President Biden signed into law on Tuesday legislation that reauthorizes the Justice and Mental Health Collaboration Program at $54 million annually for an additional five years. The provision was included in the Traumatic Brain Injury (TBI) and Post-Traumatic Stress Disorder (PTSD) Law Enforcement Training Act, which would require the U.S. Department of Justice’s Office of Justice Programs’ Bureau of Justice Assistance to establish crisis intervention training tools for law enforcement officers to address individuals with TBIs, acquired brain injuries, and PTSD.
Over the years, the Justice and Mental Health Collaboration Program (JMHCP) has been championed by Rep. Bobby Scott (D-VA) and Sen. John Cornyn (R-TX). They recently led efforts to fund the program for fiscal year 2023. Because of their efforts, the program has gone from being funded at $5 million in fiscal year 2006 to $40 million in fiscal year 2022. In 2016, their legislation to reauthorize JMHCP was included in the 21st Century Cures Act. And earlier this year, along with Sen. Amy Klobuchar (D-MN) and Reps. Steve Chabot (R-OH), Sheila Jackson Lee (D-TX), and Tom Emmer (R-MN), they introduced standalone legislation to reauthorize the program.

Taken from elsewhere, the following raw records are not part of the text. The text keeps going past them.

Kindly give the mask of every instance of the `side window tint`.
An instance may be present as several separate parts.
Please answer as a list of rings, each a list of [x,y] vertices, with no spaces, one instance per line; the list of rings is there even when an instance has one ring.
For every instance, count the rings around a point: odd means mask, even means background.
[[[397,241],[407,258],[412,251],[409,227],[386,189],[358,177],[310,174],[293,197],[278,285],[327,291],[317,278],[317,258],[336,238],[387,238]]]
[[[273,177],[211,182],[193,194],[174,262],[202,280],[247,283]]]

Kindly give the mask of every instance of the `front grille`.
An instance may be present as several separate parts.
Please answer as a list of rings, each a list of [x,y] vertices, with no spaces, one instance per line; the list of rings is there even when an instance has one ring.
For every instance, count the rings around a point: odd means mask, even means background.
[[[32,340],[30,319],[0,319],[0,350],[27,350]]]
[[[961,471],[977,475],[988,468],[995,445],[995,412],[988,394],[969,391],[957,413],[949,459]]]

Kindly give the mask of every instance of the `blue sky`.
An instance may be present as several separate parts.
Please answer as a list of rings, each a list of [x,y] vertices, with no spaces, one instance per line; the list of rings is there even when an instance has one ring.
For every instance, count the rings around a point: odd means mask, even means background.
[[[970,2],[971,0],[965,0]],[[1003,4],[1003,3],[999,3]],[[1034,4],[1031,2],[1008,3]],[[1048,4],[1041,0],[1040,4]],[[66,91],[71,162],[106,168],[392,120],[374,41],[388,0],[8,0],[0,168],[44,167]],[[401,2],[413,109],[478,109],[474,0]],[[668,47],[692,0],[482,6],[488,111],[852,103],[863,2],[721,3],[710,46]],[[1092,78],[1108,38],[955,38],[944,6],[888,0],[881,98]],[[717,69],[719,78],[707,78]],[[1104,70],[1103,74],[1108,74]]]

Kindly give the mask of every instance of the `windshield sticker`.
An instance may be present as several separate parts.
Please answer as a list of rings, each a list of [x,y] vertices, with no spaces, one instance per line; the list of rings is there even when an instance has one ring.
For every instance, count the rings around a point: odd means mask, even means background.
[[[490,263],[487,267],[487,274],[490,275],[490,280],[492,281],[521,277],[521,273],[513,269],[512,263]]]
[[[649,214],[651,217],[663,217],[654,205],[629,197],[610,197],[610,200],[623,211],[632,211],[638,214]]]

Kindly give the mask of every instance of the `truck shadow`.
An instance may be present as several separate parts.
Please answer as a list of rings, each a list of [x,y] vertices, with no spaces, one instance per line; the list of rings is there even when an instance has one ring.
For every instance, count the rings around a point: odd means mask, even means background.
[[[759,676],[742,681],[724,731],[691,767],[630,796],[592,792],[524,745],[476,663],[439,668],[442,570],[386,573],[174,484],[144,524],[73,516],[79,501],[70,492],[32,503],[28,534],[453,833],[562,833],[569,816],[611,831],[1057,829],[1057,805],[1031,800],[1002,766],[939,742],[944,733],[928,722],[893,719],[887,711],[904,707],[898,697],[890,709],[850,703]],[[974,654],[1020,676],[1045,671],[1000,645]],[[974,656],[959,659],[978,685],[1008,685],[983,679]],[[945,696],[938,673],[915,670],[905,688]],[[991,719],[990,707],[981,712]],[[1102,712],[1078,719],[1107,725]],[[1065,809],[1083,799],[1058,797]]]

Since its inception, JMHCP has supported initiatives across the country to reduce contact with the criminal justice system and increase access to treatment and supports for people with behavioral health needs. JMHCP was created by the Bureau of Justice Assistance in 2006 as a critical way to support the Mentally Ill Offender Treatment and Crime Reduction Act, which was signed into law in 2004 by then-President George W. Bush. JMHCP’s mission, then and now, has been to unify justice and health partners around a common goal: reducing criminal justice involvement for people with mental health conditions, or mental health and co-occurring substance use conditions, and connecting them to treatment and services.
Collectively, state and local governments use JMHCP grants for a broad range of activities, including establishing diversion programs, creating or expanding community-based treatment programs, supporting the development of curricula for police academies and orientations, and providing in-jail treatment and transitional services. Additionally, grant funds may be used to train law enforcement on identifying and improving their responses to people experiencing a mental health crisis. Grants awarded under this program have funded mental health courts and other court-based initiatives, and have been used by law enforcement agencies to establish initiatives such as co-responder teams, mobile crisis teams, and crisis intervention teams, which reduce encounters with people who have mental illnesses and connect them to services. Since 2006, more than 600 JMHCP grants have been awarded to agencies and organizations in 49 U.S. states, the District of Columbia, Guam, and American Samoa.
JMHCP has the support of diverse organizations that represent law enforcement officers, judges, court personnel, corrections officers and leaders, policymakers, faith-based leaders, mental health professionals, people with mental illnesses and their families, suicide prevention advocates, and veterans service providers. These groups include the Addiction Policy Forum, American Foundation for Suicide Prevention, American Jail Association, American Probation and Parole Association, Major Cities Chiefs Association, Major County Sheriffs of America, Miami Center for Mental Health and Recovery, National Alliance on Mental Illness, National Association of Counties, National Association of Police Organizations, National Association of State Alcohol and Drug Abuse Directors, National Association of State Mental Health Program Directors, National Conference of State Legislatures, National Criminal Justice Association, National District Attorneys Association, National League of Cities, National Sheriffs’ Association, and Treatment Alternatives for Safe Communities, among other organizations.
The TBI and PTSD Law Enforcement Training Act was introduced by Reps. Bill Pascrell (D-NJ), John Rutherford (R-FL), Don Bacon (R-NE), and Val Demings (D-FL). Companion legislation was led in the Senate by Jon Ossoff (D-GA) and Charles Grassley (R-IA). In addition to developing and implementing PTSD and TBI trainings, which would in turn be included in the Police-Mental Health Collaboration Toolkit—the legislation will also require a new Centers for Disease Control and Prevention study of law enforcement and first responders who may have suffered a TBI in the line of duty.